THE CURTAIN comes down on a long season. The work is over for now. Tired legs but happy faces emerge from the dressing room and head through the crowd for the waiting bus. Everyone is pleased with the night's work but none is happier than Tony Cascarino.
"Of course I'm happy," he grins.
"These days I'm happy just to play, but it's great to get a couple of goals. We needed to score a few tonight and I think everybody is just delighted that we got back on track."
Cascarino remembers the pain Liechtenstein inflicted.
"Last time we blew it against them and it cost us our place in the European Championship. We weren't going to let that happen again."
He played his part in the victory but he readily conceded that the hard work had been done by David Connolly before he entered the fray. "If there is anyone going to break the Irish record for goals, it's him."
Connolly, though, was in generous mood too. "I enjoyed it and I'm delighted to have gotten three, but let's face it, anybody out there this evening would have been in with a chance of getting a couple. I'd say Charlie O'Leary, our kit man, could have picked up a hattrick against that lot tonight."

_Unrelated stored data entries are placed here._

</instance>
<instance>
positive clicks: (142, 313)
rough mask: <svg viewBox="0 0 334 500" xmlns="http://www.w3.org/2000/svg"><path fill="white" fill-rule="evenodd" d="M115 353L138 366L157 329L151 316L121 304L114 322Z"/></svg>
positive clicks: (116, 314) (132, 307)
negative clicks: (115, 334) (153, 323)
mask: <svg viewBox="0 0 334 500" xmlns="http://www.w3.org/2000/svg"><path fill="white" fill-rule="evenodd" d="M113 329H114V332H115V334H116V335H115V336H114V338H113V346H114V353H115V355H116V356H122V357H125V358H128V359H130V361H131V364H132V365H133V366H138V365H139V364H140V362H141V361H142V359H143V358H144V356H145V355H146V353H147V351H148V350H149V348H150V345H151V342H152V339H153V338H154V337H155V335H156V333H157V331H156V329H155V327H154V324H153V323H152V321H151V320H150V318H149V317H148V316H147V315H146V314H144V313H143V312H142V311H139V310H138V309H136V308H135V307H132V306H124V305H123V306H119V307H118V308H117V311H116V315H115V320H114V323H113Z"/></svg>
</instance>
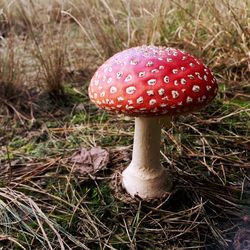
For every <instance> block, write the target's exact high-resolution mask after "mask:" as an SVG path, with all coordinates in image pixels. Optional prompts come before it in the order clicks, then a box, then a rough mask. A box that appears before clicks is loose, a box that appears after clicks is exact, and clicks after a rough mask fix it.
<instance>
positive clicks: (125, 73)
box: [89, 45, 218, 199]
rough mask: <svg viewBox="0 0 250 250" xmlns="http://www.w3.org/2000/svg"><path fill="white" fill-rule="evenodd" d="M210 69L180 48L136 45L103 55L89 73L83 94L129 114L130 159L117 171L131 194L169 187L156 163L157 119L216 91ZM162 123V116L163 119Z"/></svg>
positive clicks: (127, 189) (170, 186)
mask: <svg viewBox="0 0 250 250" xmlns="http://www.w3.org/2000/svg"><path fill="white" fill-rule="evenodd" d="M217 89H218V85H217V83H216V79H215V78H214V76H213V75H212V73H211V71H210V70H209V69H208V68H207V67H206V66H205V65H204V64H203V63H202V62H201V61H200V60H199V59H197V58H195V57H193V56H191V55H189V54H188V53H185V52H183V51H181V50H178V49H174V48H166V47H156V46H145V45H144V46H140V47H134V48H130V49H127V50H124V51H122V52H120V53H117V54H115V55H114V56H112V57H111V58H110V59H108V60H107V61H106V62H105V63H104V64H103V65H102V66H101V67H99V68H98V70H97V71H96V73H95V74H94V76H93V78H92V80H91V82H90V85H89V96H90V99H91V101H92V102H94V103H95V104H96V105H97V106H98V107H100V108H102V109H105V110H108V111H111V112H112V111H113V112H116V113H122V114H125V115H128V116H134V117H135V133H134V145H133V155H132V161H131V163H130V164H129V166H128V167H127V168H126V169H125V170H124V171H123V173H122V183H123V186H124V188H125V189H126V190H127V192H128V193H129V194H130V195H131V196H133V197H134V196H135V195H137V196H139V197H141V198H142V199H153V198H159V197H162V196H163V195H164V194H165V193H167V192H169V191H170V190H171V187H172V181H171V177H170V176H169V174H168V171H167V169H166V168H164V167H163V166H162V165H161V163H160V136H161V125H160V119H161V118H162V117H163V116H164V117H167V125H169V126H170V124H171V118H172V117H173V116H174V115H178V114H183V113H188V112H192V111H194V110H198V109H200V108H202V107H204V106H205V105H206V104H208V103H209V102H210V101H211V100H212V99H213V98H214V97H215V95H216V93H217ZM165 123H166V120H165Z"/></svg>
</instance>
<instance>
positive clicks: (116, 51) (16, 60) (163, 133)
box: [0, 0, 250, 250]
mask: <svg viewBox="0 0 250 250" xmlns="http://www.w3.org/2000/svg"><path fill="white" fill-rule="evenodd" d="M204 3H205V4H203V2H200V1H190V2H188V3H185V2H183V1H173V2H171V3H168V2H164V1H157V2H156V1H146V0H145V1H138V2H137V1H136V2H132V1H131V2H128V3H127V2H124V1H120V0H117V1H113V2H112V1H107V0H100V1H99V0H95V1H94V0H93V1H80V0H72V1H55V2H54V3H53V4H51V3H50V1H43V3H41V1H35V0H33V1H28V3H27V2H26V1H15V2H13V3H11V4H9V3H8V1H3V0H2V1H0V10H2V11H0V13H1V14H0V35H1V39H0V61H1V62H0V84H1V85H0V124H1V126H0V170H1V173H2V174H1V176H0V207H1V210H0V247H1V249H45V248H48V249H212V250H214V249H236V250H238V249H240V250H243V249H250V244H249V234H250V233H249V231H250V104H249V103H250V102H249V101H250V85H249V79H250V64H249V61H250V60H249V57H250V54H249V53H250V52H249V51H250V49H249V48H250V43H249V41H250V26H249V16H250V6H249V2H248V1H243V0H242V1H237V2H236V1H229V0H225V1H222V2H221V3H218V2H217V1H213V0H211V1H205V2H204ZM229 24H230V25H229ZM141 44H156V45H165V46H173V47H177V48H180V49H185V50H187V51H188V52H190V53H192V54H194V55H196V56H198V57H200V58H202V60H203V61H204V62H205V63H206V64H207V65H208V66H209V67H210V68H211V69H212V70H213V72H214V74H215V76H216V78H217V80H218V83H219V93H218V95H217V97H216V98H215V99H214V100H213V102H212V103H211V104H210V105H209V106H207V107H206V108H205V109H203V110H201V111H200V112H197V113H193V114H190V115H186V116H181V117H178V118H176V119H175V120H174V121H173V123H172V127H171V128H170V129H167V128H165V127H163V129H162V141H161V153H162V164H163V165H164V166H165V167H167V168H169V169H170V171H171V174H172V176H173V181H174V188H173V191H172V192H171V193H170V195H169V196H167V197H165V198H163V199H161V200H155V201H143V200H140V198H139V197H137V198H135V199H132V198H131V197H129V196H128V195H127V194H126V192H125V191H124V190H123V189H122V187H121V184H120V173H121V171H122V170H123V169H124V168H125V167H126V166H127V165H128V164H129V162H130V160H131V152H132V143H133V130H134V120H133V118H128V117H124V116H122V115H119V116H114V115H112V114H108V113H107V112H104V111H101V110H98V109H97V107H96V106H95V105H94V104H92V103H90V101H89V98H88V93H87V88H88V84H89V81H90V79H91V77H92V75H93V74H94V72H95V70H96V69H97V67H98V66H99V65H101V64H102V62H104V60H105V59H107V58H108V57H110V56H111V55H113V54H114V53H115V52H117V51H120V50H122V49H125V48H128V47H131V46H135V45H141ZM93 148H94V149H103V150H105V152H106V153H105V155H106V156H105V157H108V160H107V158H105V159H104V158H101V160H100V161H101V163H100V164H99V165H97V166H96V168H95V169H91V166H88V167H85V168H83V166H84V164H86V162H85V160H84V159H85V158H84V157H82V156H81V155H80V152H82V155H83V152H88V151H89V150H90V149H93ZM102 152H103V151H102ZM99 156H100V157H104V156H103V155H102V154H101V155H99ZM76 157H78V158H76ZM76 159H77V161H76Z"/></svg>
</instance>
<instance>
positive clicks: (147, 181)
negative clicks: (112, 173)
mask: <svg viewBox="0 0 250 250" xmlns="http://www.w3.org/2000/svg"><path fill="white" fill-rule="evenodd" d="M131 170H133V166H131V164H130V165H129V166H128V168H126V169H125V170H124V171H123V173H122V184H123V187H124V188H125V189H126V191H127V192H128V193H129V194H130V195H131V196H132V197H134V196H139V197H140V198H142V199H145V200H147V199H157V198H162V197H164V195H166V194H167V193H169V192H170V191H171V189H172V181H171V177H170V175H169V172H168V171H167V170H166V169H164V168H163V167H161V171H160V172H159V174H158V175H157V176H154V177H153V178H149V179H145V178H140V176H138V175H136V174H135V173H134V171H131Z"/></svg>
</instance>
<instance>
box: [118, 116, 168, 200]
mask: <svg viewBox="0 0 250 250" xmlns="http://www.w3.org/2000/svg"><path fill="white" fill-rule="evenodd" d="M167 123H168V124H169V125H170V119H168V120H167V121H165V124H167ZM160 138H161V125H160V118H157V117H136V118H135V133H134V146H133V155H132V161H131V163H130V164H129V166H128V167H127V168H126V169H125V170H124V171H123V173H122V182H123V186H124V187H125V189H126V190H127V192H128V193H129V194H130V195H132V196H135V195H138V196H139V197H141V198H142V199H153V198H159V197H162V196H163V195H164V194H165V193H167V192H168V191H170V189H171V187H172V182H171V178H170V177H169V174H168V172H167V170H166V169H165V168H164V167H163V166H162V165H161V163H160Z"/></svg>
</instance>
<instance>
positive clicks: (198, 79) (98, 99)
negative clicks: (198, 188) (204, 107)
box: [89, 45, 218, 116]
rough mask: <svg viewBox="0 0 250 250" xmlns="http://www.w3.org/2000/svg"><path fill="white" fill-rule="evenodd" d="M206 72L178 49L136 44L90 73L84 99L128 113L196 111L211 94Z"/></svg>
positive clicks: (211, 75)
mask: <svg viewBox="0 0 250 250" xmlns="http://www.w3.org/2000/svg"><path fill="white" fill-rule="evenodd" d="M217 90H218V85H217V82H216V79H215V77H214V76H213V74H212V73H211V71H210V70H209V69H208V68H207V67H206V66H205V65H204V64H203V63H202V62H201V61H200V60H199V59H197V58H195V57H193V56H191V55H190V54H188V53H186V52H184V51H181V50H179V49H174V48H167V47H157V46H145V45H143V46H140V47H133V48H130V49H127V50H124V51H122V52H119V53H117V54H115V55H114V56H112V57H111V58H109V59H108V60H107V61H106V62H105V63H104V64H103V65H102V66H100V67H99V68H98V69H97V71H96V72H95V74H94V76H93V78H92V79H91V82H90V85H89V97H90V99H91V101H92V102H93V103H95V104H96V105H97V106H98V107H100V108H102V109H105V110H108V111H113V112H116V113H123V114H126V115H130V116H154V115H165V114H169V115H174V114H176V113H179V114H180V113H186V112H192V111H195V110H198V109H200V108H202V107H204V106H205V105H206V104H208V103H209V102H210V101H211V100H212V99H213V98H214V97H215V95H216V93H217Z"/></svg>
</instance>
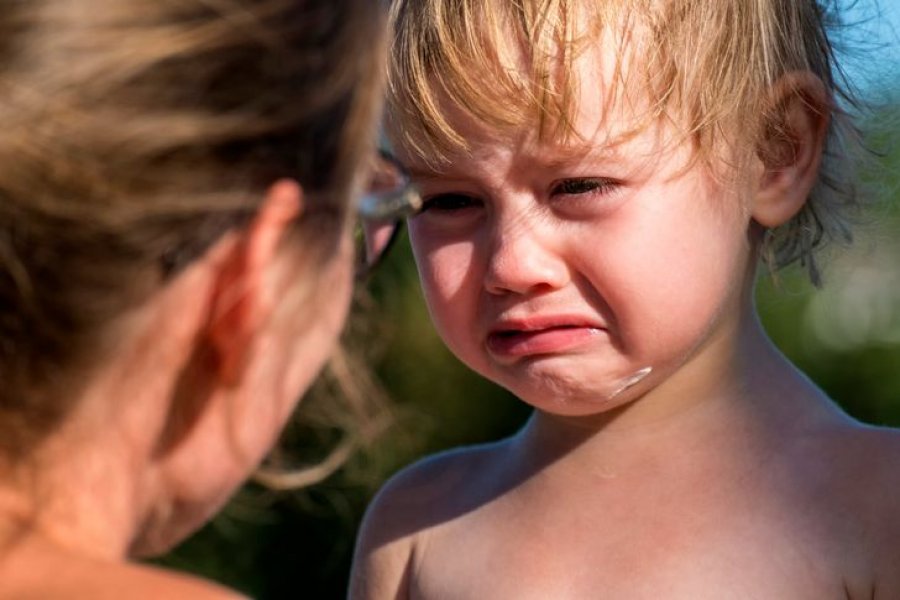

Jeff Kenna was happy with his night's work. "A couple of assists, that's my job done.. . I leave the goalscoring to the front lads," he said.
"If I was ever going to get my name on the scoresheet," said Kenny Cunningham, "that was the night to do it. Overall, though, it was a good night for us.
After the last couple of results, we had to get a decent result there tonight. We owed it to the fans as well because they had been great to us and they deserved better performance than we produced the last time we were here, against Iceland."
Steve Staunton, meanwhile, was thinking further back, to the day Jack Charlton's reign started to go off the rails in Liechtenstein. "I thought of that alright, but I never thought it was going to happen again tonight. We learned our lesson that day, we're too good to let it happen again against a team like that."